Y al final de la llanura la Torre siempre la Torre, inexorable, eterna, rodeada por un campo de fragantes rosas. Negra como el olvido, principio y fin del mundo de Rolando y de su búsqueda personal. Mil preguntas y mil respuestas, el porque de las cosas, el alfa y el omega, pero ante todo el centro de la lucha eterna entre el bien y el mal. Rolando encarna el bien, el Hombre de Negro es la personificación del mal. En una persecución de toda una vida el desenlace estaba a punto de desarrollarse ante los ojos de aquel muchacho.

El viento le susurraba con voz de mujer, -¡corre, corre Rolando este es tu momento, tu tiempo se acaba!- y él corría y a la vez que corría, Rolando crecía, sus piernas se fortalecían, sus brazos recobraban fuerza. El niño dejó paso al muchacho y este al hombre. Y el pelo le creció hasta los hombros y sus ojos antes negros eran ahora del color del cielo. Solo una cosa no cambió en Rolando su sonrisa y sus ansias por llegar a la Torre.

Y así fue como Rolando empezó a divisar a lo lejos un árbol, un gran árbol pelado, sin vida, seco en mitad de la pradera, interponiéndose entre él y su Torre. Y al acercarse al árbol pudo ver que algo colgaba de el. Era un árbol del ahorcado y de el pendía un hombre desnudo. A Rolando le costó detener su carrera, tanto era el tiempo que llevaba corriendo que incluso le resultó difícil guardar el equilibrio al parar. El hombre tenía la cara tapada por una larga melena y giraba caprichosamente mecido por la brisa. A los pies del árbol yacían unas ropas, pantalón y camisa negra, y un sombrero negro de ala ancha. Junto a la ropa un cinturón se enrollaba alrededor de una cartuchera y en su interior un enorme revolver con las cachas de nácar.

Rolando se vistió y se puso la gran pistola a la cintura, la ajustó con cuidado al muslo, caída por debajo de la cadera como era la tradición de sus ancestros. Fue entonces cuando ya estuvo listo, cuando el ahorcado se movió, levantó la cabeza y con expresión vacía cantó una antigua canción para Rolando. Cuando hubo terminado dijo: -Rolando, ¿me conoces? soy yo tu padre, he esperado mucho en este árbol. Pensaba que ya no vendrías, y era importante que te diera mi ropa y mi pistola, ahora estas preparado, si es que alguien puede estar preparado para lo que te espera-. Lentamente agachó la cabeza y volvió a girar mecido por el viento.

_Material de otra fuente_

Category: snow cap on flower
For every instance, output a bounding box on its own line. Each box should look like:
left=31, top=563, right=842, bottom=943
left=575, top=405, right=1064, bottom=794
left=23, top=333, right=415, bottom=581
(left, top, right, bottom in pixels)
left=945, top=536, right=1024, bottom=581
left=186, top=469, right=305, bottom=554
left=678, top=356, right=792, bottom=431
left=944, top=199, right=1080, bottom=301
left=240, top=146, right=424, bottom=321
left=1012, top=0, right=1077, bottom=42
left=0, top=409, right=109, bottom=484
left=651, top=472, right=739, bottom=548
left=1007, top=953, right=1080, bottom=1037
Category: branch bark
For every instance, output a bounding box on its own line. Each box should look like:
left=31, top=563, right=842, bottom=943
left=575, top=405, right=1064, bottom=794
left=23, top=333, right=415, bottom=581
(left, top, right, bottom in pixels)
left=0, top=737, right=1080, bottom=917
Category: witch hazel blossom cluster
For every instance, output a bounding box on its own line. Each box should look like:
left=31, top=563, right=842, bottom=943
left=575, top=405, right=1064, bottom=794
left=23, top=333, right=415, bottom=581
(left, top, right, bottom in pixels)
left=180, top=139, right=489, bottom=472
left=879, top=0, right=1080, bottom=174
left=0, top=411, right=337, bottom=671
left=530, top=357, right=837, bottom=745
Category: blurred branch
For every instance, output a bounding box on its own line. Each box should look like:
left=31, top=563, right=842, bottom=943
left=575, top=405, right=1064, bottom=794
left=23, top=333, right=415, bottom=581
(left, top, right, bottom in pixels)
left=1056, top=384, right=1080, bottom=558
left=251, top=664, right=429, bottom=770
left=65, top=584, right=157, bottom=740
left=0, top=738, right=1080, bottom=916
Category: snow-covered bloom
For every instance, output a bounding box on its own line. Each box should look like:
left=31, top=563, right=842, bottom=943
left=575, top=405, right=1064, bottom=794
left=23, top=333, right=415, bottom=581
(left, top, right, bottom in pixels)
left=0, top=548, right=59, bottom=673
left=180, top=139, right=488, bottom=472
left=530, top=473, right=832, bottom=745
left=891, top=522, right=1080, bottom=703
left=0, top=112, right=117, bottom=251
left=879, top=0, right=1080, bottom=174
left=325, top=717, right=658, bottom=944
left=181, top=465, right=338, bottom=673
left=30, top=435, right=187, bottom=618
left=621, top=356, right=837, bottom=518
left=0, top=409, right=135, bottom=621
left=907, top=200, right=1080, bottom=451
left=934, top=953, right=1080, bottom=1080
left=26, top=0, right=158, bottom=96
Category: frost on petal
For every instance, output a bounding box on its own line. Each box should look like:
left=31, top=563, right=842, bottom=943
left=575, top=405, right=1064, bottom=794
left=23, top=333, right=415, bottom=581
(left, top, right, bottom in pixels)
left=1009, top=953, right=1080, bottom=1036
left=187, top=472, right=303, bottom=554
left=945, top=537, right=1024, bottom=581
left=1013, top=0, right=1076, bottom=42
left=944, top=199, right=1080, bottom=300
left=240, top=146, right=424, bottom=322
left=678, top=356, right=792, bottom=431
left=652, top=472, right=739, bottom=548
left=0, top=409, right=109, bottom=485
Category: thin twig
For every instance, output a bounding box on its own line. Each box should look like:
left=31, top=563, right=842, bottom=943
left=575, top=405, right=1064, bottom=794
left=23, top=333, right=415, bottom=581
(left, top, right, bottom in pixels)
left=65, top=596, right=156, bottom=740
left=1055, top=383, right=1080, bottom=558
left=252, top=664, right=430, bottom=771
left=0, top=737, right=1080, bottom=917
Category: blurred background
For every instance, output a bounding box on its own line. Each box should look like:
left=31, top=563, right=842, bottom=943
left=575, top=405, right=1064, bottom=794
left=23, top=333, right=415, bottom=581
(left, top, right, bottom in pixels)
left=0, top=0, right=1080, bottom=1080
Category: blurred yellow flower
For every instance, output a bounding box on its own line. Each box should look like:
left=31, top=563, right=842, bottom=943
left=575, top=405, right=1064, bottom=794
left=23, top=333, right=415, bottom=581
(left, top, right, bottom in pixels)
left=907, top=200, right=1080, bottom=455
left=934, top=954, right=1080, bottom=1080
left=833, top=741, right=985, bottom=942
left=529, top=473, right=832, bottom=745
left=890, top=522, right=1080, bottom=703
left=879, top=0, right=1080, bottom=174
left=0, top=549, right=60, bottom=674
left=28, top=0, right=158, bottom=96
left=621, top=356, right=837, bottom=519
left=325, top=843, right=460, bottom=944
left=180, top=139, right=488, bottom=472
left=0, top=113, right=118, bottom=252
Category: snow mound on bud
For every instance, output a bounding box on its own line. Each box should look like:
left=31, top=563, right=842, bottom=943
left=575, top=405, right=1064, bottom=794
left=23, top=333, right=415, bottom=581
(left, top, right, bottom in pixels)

A Rolando solo le quedaba volver a correr y así lo hizo, pero ahora ya no sonreía. Su mirada no se apartaba de la Torre, y su mano se crispaba de vez en cuando y acariciaba suavemente las culatas nacaradas. Rolando ya era un hombre y quien quiera que estuviera en esa Torre maldita, tendría que enfrentarse con él. Sin darse apenas cuenta Rolando corría entre las rosas que rodeaban la mole de piedra negra. Y si se fijaba atentamente podía ver una pequeña puerta verde en la base de la construcción. Las distancias se reducían muy deprisa, quizás por las ganas de llegar del pistolero, quizás por las ganas de que llegara del Hombre de Negro. Sea como fuere, Rolando se encontraba frente a la puerta y para su sorpresa ante ella estaba Jack, con el pelo alborotado por el aire y los ojos arrasados por las lagrimas. -Él me dijo que vendrías, dijo entre sollozos, -y que querrías entrar y yo tendría que impedirlo-. Rolando trató en vano de tranquilizar al chico, pero Jack no paraba de llorar y el pistolero apenas pudo entender sus susurros, -Rolando, yo te quiero y no quiero hacerte daño, pero una vez me dejaste morir y él me ha dicho que si no hago lo que quiere me matará-. Dicho esto Jack se agachó y tomó una gran pistola del suelo, lo hizo con torpeza y tardó un siglo en conseguirlo a los ojos de Rolando. Cuando sus ojos se centraron en el pistolero para apuntar eran negros, como si estuvieran muertos. El pistolero comprendió que aquello era otra prueba más y no lo dudó, desenfundó, apretó el gatillo y una bala se alojó en la frente del niño.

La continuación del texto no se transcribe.